The problem is all of this fantastic machinery is surrounded by a massive ball of belly button lint. And that might be too kind. Every other part of the car is pure shit, with the possible exception of the tires because they are made by someone else. Our experience with the Alfa included dash fires, windshield wiper motors that quit within a week, door handles that wouldn’t work, doors that sort-of fit, sort of didn’t, and radios? Are you joking? Horribly expensive maintenance parts, cylinder heads that leaked like the downstairs toilet, paint that starting fading within a year and a jack that was so flimsy, we threw it away. Wheel bearings that were shot by the 20K mark, roll down windows that didn’t, and a rear window defroster that never worked. Not once. And, the car had mechanical fuel injection system made by a company called SPICA. These SPICA units were the greatest thing that ever happened to the Bosch Corporation’s aftermarket sales of their electronic fuel injection systems.
I mention the door handles on the Alfa because they tilted up and had these dime store doors and springs on them to stop water from dripping down inside the locks. So, when the first winter rolled around, the springs had all broken allowing water to run down into the locks and freeze at night. The DEALER suggested, rather than fix the door handles, that my father buy a ZIPPO lighter and torch the door handles until the ice melted in the locks. By the time we traded it, both front door locks looked like burnt marshmallows at a deranged brownie weenie roast.

Again, remember I said the Alfa was “better” than the Fiat.

But, when the car was new, and everything on it was working properly, I drove it several times at speeds I wouldn’t dare drive any of my current cars, including my Corvette. It was, the best all-around automobile I have ever driven, period. Her lips were sweet like wine and she seduced me like no other. And then I felt the sting of the scorpion. Reduced to spending weekends under the car helping my father try to fix what had gone wrong the week before. Often, to no avail. And back to “Tony” at the Alfa garage, it would go.

Oh, and did I mention what “Tony” billed per hour? I saw doctors, dentists, lawyers and surgeons throw their check books in utter disgust when they saw their bill. One fellow buyer was a well known Cleveland, Ohio area anchorman.

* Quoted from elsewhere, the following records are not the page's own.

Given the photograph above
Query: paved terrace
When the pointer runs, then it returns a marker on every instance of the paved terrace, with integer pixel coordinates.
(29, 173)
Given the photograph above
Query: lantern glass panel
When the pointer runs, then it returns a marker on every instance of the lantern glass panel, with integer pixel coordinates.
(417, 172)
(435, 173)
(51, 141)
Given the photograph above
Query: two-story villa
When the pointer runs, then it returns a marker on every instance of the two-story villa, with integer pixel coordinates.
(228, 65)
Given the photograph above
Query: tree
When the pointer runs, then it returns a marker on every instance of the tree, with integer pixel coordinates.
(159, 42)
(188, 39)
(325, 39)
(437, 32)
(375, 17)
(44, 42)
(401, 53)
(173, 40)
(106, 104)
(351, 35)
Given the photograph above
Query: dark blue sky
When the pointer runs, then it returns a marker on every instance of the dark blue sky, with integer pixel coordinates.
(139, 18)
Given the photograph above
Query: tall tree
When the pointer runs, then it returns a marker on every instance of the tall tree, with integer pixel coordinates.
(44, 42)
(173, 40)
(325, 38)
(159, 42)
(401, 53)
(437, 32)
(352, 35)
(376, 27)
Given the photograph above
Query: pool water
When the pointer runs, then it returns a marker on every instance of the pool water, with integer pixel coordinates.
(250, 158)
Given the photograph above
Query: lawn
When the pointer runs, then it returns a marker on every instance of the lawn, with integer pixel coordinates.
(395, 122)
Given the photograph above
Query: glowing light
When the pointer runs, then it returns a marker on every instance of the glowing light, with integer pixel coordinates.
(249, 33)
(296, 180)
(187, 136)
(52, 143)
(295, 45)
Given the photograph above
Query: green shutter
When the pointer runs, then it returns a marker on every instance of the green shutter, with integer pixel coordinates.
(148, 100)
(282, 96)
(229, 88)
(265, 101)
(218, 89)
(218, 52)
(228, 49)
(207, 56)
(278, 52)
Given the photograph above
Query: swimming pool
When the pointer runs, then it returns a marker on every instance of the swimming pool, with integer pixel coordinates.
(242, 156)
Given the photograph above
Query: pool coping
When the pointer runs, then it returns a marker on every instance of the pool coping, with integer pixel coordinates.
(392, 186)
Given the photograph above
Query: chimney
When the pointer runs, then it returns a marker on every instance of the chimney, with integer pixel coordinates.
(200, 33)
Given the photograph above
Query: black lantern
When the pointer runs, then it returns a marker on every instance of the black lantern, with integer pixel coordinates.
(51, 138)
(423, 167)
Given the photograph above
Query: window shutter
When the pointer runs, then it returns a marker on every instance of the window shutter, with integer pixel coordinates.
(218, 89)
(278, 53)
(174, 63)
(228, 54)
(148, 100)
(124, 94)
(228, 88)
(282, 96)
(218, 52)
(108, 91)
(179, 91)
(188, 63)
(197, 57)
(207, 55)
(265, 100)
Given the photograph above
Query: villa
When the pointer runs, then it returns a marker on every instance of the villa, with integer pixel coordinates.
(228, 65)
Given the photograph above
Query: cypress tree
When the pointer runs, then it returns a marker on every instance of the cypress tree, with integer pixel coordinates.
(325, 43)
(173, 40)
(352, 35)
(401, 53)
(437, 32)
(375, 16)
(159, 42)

Nicest guy in the world; good looking, athletic, he took delivery of his Alfa the same day my father picked up his. We saw him, many, many, many times in the months after. The brilliant smile was gone, he didn’t talk much and his head started to shake a bit. Not long after, the Cleveland station shipped him off to their Charleston, WV affiliate where he ended his career playing “Winky the Clown” on the afternoon kids program. That’s what happens when “Tony” gets a his hooks into you.

My advice? Let someone else be the guinea pig and wait a couple years or so to see if Fiat has gotten their act together over the last 30+ years. Trust me, if it’s anything like the past, you won’t be waiting too long to find out.

Drive safe.

1 comment:

  1. Great commentary... I own an Alfa Spider Graduate and it's the best car I have ever owned, without question. It's also the most unreliable car I've ever owned.